Afrika asıllı bu atasözü ebeveynlerin, çocukların büyüyüp gelişmesi için ne kisimar çok takviyeye ve yardıma gereksinim duyduklarını epey naif …
Afrika asıllı bu atasözü ebeveynlerin, çocukların büyüyüp gelişmesi için ne kisimar çok takviyeye ve yardıma gereksinim duyduklarını epey naif bir halde anlatıyor.

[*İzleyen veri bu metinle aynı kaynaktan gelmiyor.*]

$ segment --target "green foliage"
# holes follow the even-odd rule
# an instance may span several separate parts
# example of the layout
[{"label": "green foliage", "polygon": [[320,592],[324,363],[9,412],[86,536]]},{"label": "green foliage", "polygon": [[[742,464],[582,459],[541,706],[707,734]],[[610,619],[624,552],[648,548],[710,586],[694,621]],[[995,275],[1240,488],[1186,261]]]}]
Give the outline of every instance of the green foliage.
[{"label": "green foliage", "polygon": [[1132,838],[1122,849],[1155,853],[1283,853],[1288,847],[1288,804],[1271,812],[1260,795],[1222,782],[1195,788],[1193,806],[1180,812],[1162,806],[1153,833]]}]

Çocukların bakımında ve gelişiminde kimlerin rol alacağı, sorumlulukların nasıl paylaşılacağı, annenin belirleyici rolünün yanında babanın sorumluluğunun neler olacağı üzere sorular ile aileler sıklıkla karşılaşmaktisimır. Kisimınlar, bebekleri rahimlerine düştükten çabucak sonra anneliğe hormonal olarak hazırlansalar ve pek çok şeyi yapmaya istekli olsalar da onların güçlerinin tükeneceğini ve dayanağa muhtaçlıkları olduğunu unutmamak gerekir. Hatta ne acıdır ki, ülkemizde “saçını süpürge eden ana” imajı o kisimar güçlüdür ki yardım davetinde bulunan, dayanak almak için yollar arayan anneler bazen değişik karşılanabilmektedir.
Bir bebeği büyütmekten konuşurken çalışan annelerden bahsetmemek olmaz. Kisimınların anne rolünün yanında iş hayatındaki etkin rolü bu bakım sürecini biraz daha zorlaştırmaktisimır. Anneliğin yüklediği sorumlulukları yerine getirirken, başka taraftan var olan potansiyelini iş hayatında kullanmak isteyen kisimınlar, bunun zorluğunu yaşisimıklarını lisana getirmektedirler. Ülkemizde bundan bahsetmek vakit zaman sıkıntı olabilir zira, yıllar içinde değişen aile yapısı ile ilgili şuur şimdi oluşmaktisimır. Yeni yeni şekillenen toplumsal şuurun haricinde bu rol karmaşasını tetikleyen öbür husus, çocukların bakımı için devlet tarafından yapılan düzenlemelerdeki eksikliklerdir. Özetle; çalışan annelerin başını, çocuğun bakımında kim rol oynayacak, meskenin büyüklerinden yardım istenirse bu nasıl çözümlenecek, okula başlama yaşı ne olacak, kime güvenmeliyim soruları sıklıkla kurcalamaktisimır.
Tüm bu karmaşanın tahminen de düzenleme eksikliklerinin ortasında unutulmaması gereken tek şey, daha evvelki yazılarımda da belirttiğim üzere ebeveynin çocuğa ayırdığı müddet içinde tüm varlığıyla orisima olmaya çalışmasıdır. Aslında çocuğa sağlanan tüm kaideler onu, ebeveynlerin çok korktuğu geleceğe hazırlamak için sisimece birer araçtır. Ona sunulan en büyük armağan ebeveynin ya da çocuğa bakım verenin sevgi ve istekle vaktini ona ayırmasıdır.
Umut ediyorum ki ülkemizdeki değişimler geleceğimizin formlandığı, kültürümüzün bir sonraki kuşağa aktarıldığı aile örgütlenmesi için işe fayda çözümlemeler getirir ve aile dostu ekonomiler oluşmaya başlar.
Düzgün niyetlerimizi belirtirken, dünyayla, ailemizle ilgili değiştirmek istediğimiz bir şey varsa bunun için birinci evvel kendi yapabileceklerimize odaklanalım. Bunu başlangıç kabul edelim ve birinci isimımı biz atalım.
Zira unutmayalım; bir insan değişir, dünya değişir.